Once again, the National Defense Authorization Act is used as a Trojan horse to unload a dangerous threat on America. This time it is offered up in an amendment sponsored by Representative Thornberry from Texas and its called Dissemination of Information Abroad. This bill has also been referred to the House Committee on Foreign Affairs as a separate bill titled HR 5736, The Smith-Mundt Modernization Act of 2012. This bill will overturn a prohibition that has been in place since 1948 and make it possible for the US Government to fund the dissemination of propaganda to influence American citizens.
Immediately, the question comes up, why should we care? Isn’t domestic propaganda something that this administration has been engaging since 2008? Would any of us disagree that the mainstream media is a tool of this administration? Read on and see just why there should be national outrage over this bill.

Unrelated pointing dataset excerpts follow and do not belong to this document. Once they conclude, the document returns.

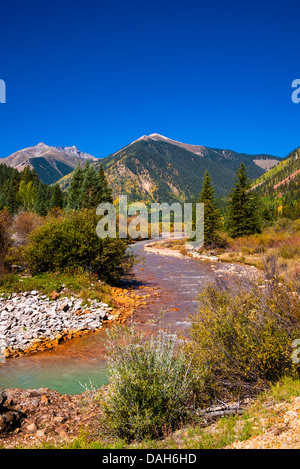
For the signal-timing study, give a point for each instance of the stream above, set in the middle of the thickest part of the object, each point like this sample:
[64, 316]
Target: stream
[172, 284]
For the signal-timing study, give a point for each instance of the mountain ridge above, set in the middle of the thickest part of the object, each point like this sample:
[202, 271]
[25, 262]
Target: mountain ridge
[50, 163]
[151, 168]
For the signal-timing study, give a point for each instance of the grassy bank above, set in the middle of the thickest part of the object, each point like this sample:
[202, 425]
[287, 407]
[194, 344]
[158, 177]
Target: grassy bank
[268, 421]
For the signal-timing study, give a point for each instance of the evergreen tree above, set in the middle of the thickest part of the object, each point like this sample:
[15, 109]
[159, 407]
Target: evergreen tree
[243, 207]
[57, 197]
[11, 200]
[75, 189]
[106, 195]
[91, 191]
[41, 201]
[211, 213]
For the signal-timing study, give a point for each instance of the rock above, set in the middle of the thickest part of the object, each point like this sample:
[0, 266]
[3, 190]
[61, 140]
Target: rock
[30, 428]
[44, 399]
[54, 295]
[64, 307]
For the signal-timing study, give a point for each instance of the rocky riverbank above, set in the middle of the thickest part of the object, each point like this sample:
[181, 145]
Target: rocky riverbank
[31, 417]
[30, 321]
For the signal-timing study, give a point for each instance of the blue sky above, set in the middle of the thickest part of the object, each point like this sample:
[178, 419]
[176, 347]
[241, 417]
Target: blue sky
[100, 74]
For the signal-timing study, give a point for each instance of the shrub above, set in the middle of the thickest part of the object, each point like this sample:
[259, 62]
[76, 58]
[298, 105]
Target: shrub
[71, 243]
[149, 390]
[243, 335]
[24, 224]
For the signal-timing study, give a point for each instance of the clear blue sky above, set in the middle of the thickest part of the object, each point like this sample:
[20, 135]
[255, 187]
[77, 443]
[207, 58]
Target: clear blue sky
[100, 74]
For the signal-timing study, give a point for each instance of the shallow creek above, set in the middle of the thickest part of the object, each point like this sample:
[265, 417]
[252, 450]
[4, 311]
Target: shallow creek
[172, 285]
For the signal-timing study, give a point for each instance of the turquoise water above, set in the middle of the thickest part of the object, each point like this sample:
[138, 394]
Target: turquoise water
[175, 281]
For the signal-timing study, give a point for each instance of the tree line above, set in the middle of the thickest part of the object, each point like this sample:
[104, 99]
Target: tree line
[241, 216]
[25, 191]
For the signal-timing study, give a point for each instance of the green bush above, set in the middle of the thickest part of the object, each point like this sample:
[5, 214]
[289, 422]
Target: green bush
[150, 384]
[71, 243]
[243, 334]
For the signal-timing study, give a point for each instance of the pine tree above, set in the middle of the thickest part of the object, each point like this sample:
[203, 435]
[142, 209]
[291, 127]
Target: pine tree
[243, 207]
[57, 197]
[75, 189]
[41, 201]
[106, 195]
[211, 213]
[91, 191]
[11, 200]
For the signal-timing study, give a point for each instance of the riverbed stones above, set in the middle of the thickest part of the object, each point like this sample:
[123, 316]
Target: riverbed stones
[29, 321]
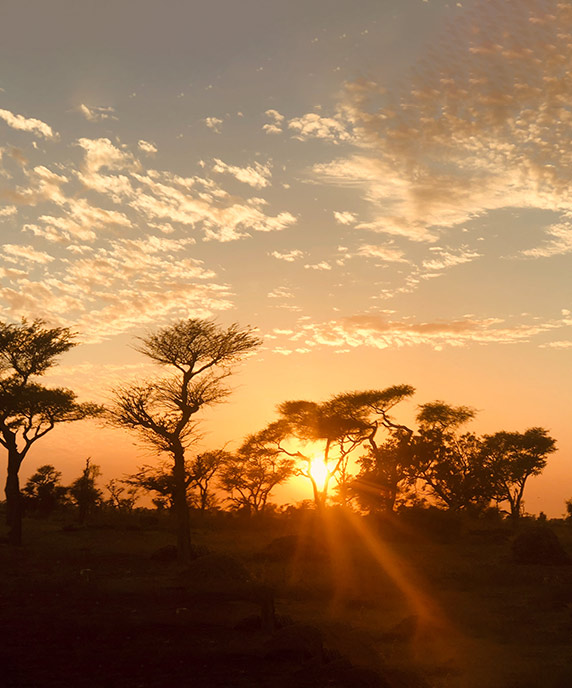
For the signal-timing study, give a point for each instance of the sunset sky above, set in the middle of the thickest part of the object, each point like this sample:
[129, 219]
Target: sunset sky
[383, 189]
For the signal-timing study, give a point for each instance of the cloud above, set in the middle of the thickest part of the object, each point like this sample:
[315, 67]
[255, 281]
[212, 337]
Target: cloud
[276, 122]
[281, 293]
[480, 124]
[221, 216]
[27, 254]
[445, 258]
[147, 147]
[379, 332]
[345, 217]
[389, 254]
[34, 126]
[213, 123]
[318, 266]
[560, 244]
[256, 175]
[288, 256]
[314, 126]
[97, 113]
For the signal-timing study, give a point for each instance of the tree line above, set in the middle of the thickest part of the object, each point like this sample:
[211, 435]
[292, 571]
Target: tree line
[351, 448]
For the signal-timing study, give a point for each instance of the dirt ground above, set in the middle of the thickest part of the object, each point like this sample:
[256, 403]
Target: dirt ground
[345, 602]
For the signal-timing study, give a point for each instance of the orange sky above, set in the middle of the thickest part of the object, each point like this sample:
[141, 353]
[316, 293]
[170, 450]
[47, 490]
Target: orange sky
[382, 189]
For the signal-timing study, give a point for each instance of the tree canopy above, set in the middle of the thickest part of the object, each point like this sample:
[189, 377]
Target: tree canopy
[29, 410]
[199, 355]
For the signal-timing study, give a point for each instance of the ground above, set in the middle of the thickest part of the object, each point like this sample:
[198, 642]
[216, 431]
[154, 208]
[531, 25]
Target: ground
[292, 602]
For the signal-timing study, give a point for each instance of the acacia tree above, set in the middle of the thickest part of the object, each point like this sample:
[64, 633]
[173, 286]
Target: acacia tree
[28, 410]
[43, 491]
[512, 457]
[84, 491]
[451, 464]
[306, 423]
[250, 475]
[200, 472]
[385, 465]
[199, 354]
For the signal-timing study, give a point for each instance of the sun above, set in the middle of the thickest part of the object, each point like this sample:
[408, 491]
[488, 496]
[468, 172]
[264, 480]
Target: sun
[319, 471]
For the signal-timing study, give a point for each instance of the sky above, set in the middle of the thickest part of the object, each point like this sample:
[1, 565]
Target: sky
[382, 189]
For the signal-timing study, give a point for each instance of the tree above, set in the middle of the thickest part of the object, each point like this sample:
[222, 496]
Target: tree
[122, 496]
[200, 472]
[340, 425]
[84, 492]
[512, 457]
[250, 475]
[449, 463]
[157, 479]
[28, 410]
[43, 493]
[307, 424]
[385, 465]
[199, 354]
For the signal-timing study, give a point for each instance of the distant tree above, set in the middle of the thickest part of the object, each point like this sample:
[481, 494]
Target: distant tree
[250, 475]
[450, 464]
[200, 353]
[158, 480]
[200, 472]
[338, 426]
[385, 465]
[28, 410]
[122, 496]
[84, 492]
[43, 492]
[512, 458]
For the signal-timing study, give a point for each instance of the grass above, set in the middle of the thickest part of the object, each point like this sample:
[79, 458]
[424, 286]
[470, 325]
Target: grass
[404, 603]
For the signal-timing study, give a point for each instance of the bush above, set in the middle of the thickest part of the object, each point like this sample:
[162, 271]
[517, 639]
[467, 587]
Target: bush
[538, 545]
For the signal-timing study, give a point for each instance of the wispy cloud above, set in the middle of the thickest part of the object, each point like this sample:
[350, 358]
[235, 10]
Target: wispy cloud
[560, 242]
[97, 113]
[314, 126]
[276, 122]
[34, 126]
[479, 126]
[256, 175]
[213, 123]
[288, 256]
[380, 332]
[147, 147]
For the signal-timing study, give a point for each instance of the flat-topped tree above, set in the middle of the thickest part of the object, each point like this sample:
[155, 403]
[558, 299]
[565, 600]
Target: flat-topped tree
[28, 410]
[200, 355]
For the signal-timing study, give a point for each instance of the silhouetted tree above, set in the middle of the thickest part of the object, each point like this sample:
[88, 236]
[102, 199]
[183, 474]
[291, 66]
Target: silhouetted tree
[28, 410]
[385, 465]
[202, 471]
[512, 457]
[122, 496]
[450, 464]
[307, 423]
[200, 353]
[250, 475]
[158, 479]
[84, 492]
[43, 493]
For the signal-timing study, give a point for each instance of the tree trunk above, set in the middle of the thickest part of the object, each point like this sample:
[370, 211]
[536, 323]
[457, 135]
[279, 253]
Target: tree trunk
[14, 505]
[181, 508]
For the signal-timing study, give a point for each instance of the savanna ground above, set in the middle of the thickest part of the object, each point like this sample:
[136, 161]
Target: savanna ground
[413, 602]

Woodrow Wilson established the Committee on Public Information through an executive order with the purpose of influencing American public opinion toward supporting the US involvement in World War I. The man appointed to be the chairman over this committee was George Creel, a well renowned investigative journalist and editor of the Rocky Mountain News.
In 1942, FDR established the United States Office of War Information by executive order to “truthfully inform” the American people about the government’s efforts in World War II. FDR appointed Elmer Davis, a well-known CBS News analyst, as director of OWI. Davis’ job was to coordinate information from the military and mobilize public support of the war. OWI was to create an avenue for the government to develop and disseminate the information that they believed people needed to know about the war.
“Our job at home is to give the American people the fullest possible understanding of what this war is about …not only to tell the American people how the war is going, but where it is going and where it came from.” Elmer Davis. AP/Wide World
In 1946 Rep. Sol Bloom (D-NY) introduced a bill that would grant the Secretary of State the power to give monetary, service, or property grants to nonprofit public and private corporations to prepare and disseminate informational materials. Although this act was intended to disseminate information abroad, there were no limitations to keep it from being used upon the American people and opposition began to form. After having lived through two regimes of government propaganda and having seen the effects of such government propaganda machines as Joseph Goebbels’ Ministry of Public Enlightenment and Propaganda, Congress decided this was not something they wanted to engage in.